Plaintiffs' primary objection to this court's exclusive jurisdiction is that they will be unable to present to a court of appeals the additional evidence which they gathered subsequent to the promulgation of the rule. There are certain remedies provided for in section 1486 which should allay their concern. The August 31, 1976 petition to amend rule 121.538a(e) and the attached exhibits can supplement the administrative record. See Investment Company Institute, supra, 170 U.S.App.D.C. at 322-23, 551 F.2d at 1281-82. Additionally, section 1486(d) provides that if the administrative record is inadequate to determine the legality of the rule, the court of appeals can remand the case to the FAA for further fact finding proceedings.

In conclusion, we hold that plaintiffs must assert their claims in the court of appeals. According to section 1486(a), petitions for review of agency action must be "filed within sixty days after the entry of such order, by any person disclosing a substantial interest" in the action. The sixty-day limit is long past for the plaintiffs. We note that section 1486(a) empowers the court of appeals to permit late filing of petitions for review "upon a showing of reasonable grounds for failure to file the petition theretofore." The question of whether appellants have a legitimate excuse for selecting the wrong forum, however, is not before us at this time.

The decision of the district court dismissing plaintiffs' suit for lack of subject matter jurisdiction is affirmed.


1. Paragraph (e) was amended on March 23, 1978 to expressly require that the sign "shall also advise passengers that they may request a physical inspection to be made of their photographic equipment and film packages without exposure to an X-ray system." 14 C.F.R. § 121.538a(e) (1979). The amendment is not at issue here.
2. Specifically, plaintiffs requested that the first two sentences of paragraph (e) of regulation 121.538a be amended to read as follows: No certificate holder may use an X-ray system to inspect carry-on baggage or items, unless a sign is posted in a conspicuous place which notifies passengers that such items are being inspected by an X-ray system and advises them to remove all film from their carry-on baggage and items before inspection. The certificate holder shall post a sign which advises passengers that "This X-Ray Machine is not Film Safe" or in the alternative that X-ray inspection may affect undeveloped film.

Letter of March 29, 1977 issued by John L. McLucas, FAA Administrator, denying petition to amend § 121.538a(e). Appendix to brief of appellee at p. la.

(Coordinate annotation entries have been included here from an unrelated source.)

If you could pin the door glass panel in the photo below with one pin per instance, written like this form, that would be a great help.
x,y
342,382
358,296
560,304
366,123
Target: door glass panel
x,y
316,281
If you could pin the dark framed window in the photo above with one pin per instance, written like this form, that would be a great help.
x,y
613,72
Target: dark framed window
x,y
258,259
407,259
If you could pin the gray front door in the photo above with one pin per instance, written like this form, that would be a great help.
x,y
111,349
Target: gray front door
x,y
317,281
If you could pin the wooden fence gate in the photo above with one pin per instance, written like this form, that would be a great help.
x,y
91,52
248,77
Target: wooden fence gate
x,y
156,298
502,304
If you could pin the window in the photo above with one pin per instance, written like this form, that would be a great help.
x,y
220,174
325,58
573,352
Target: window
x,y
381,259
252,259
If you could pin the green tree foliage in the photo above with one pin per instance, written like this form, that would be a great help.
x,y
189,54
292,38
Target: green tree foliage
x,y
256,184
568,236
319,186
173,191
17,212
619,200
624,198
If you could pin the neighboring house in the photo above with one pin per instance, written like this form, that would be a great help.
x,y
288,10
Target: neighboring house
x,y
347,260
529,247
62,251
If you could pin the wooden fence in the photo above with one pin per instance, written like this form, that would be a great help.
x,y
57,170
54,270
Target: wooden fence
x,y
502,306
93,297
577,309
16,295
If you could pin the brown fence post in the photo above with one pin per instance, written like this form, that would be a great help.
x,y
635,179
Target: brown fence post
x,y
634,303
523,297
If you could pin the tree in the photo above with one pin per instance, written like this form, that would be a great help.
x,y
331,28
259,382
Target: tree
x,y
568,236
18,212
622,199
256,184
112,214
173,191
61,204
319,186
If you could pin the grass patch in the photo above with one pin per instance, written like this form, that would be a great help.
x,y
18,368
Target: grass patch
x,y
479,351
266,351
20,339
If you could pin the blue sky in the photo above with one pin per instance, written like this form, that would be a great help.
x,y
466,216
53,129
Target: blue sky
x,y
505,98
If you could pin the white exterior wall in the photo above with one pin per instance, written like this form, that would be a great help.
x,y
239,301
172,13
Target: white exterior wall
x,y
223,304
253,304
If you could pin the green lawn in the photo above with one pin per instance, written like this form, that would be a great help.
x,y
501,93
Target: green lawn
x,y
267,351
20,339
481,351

3. In a letter issued on March 29, 1977, the petition to amend section 121.538a was denied. The FAA has provided this court with a copy of the Denial of Petition letter. Apparently, the letter was not part of the record in the district court. See Sima Products Corp. v. McLucas, supra, 460 F.Supp. at 130 n.1.
4. Section 1354(a) states: The Administrator is empowered to perform such acts, to conduct such investigations, to issue and amend such orders, and to make and amend such general or special rules, regulations, and procedures, pursuant to and consistent with the provisions of this chapter, as he shall deem necessary to carry out the provisions of, and to exercise and perform his powers and duties under, this chapter.
5. Section 551(6) defines "order" as "the whole or a part of a final disposition, whether affirmative, negative, injunctive, or declaratory in form."
6. It is not suggested that the FAA's regulation is unripe. The district court held that rule 121.538a(e) meets the finality criteria, see Puget Sound Traffic Ass'n v. C.A.B., 175 U.S.App. D.C. 410, 412, 536 F.2d 437, 439 (D.C.Cir. 1976). We agree. The regulation imposes specific obligations on certificate holders who, as the FAA points out, are subject to civil penalties under section 901(a) of the Federal Aviation Act, as amended, 49 U.S.C. § 1471, if a violation of the regulation occurs.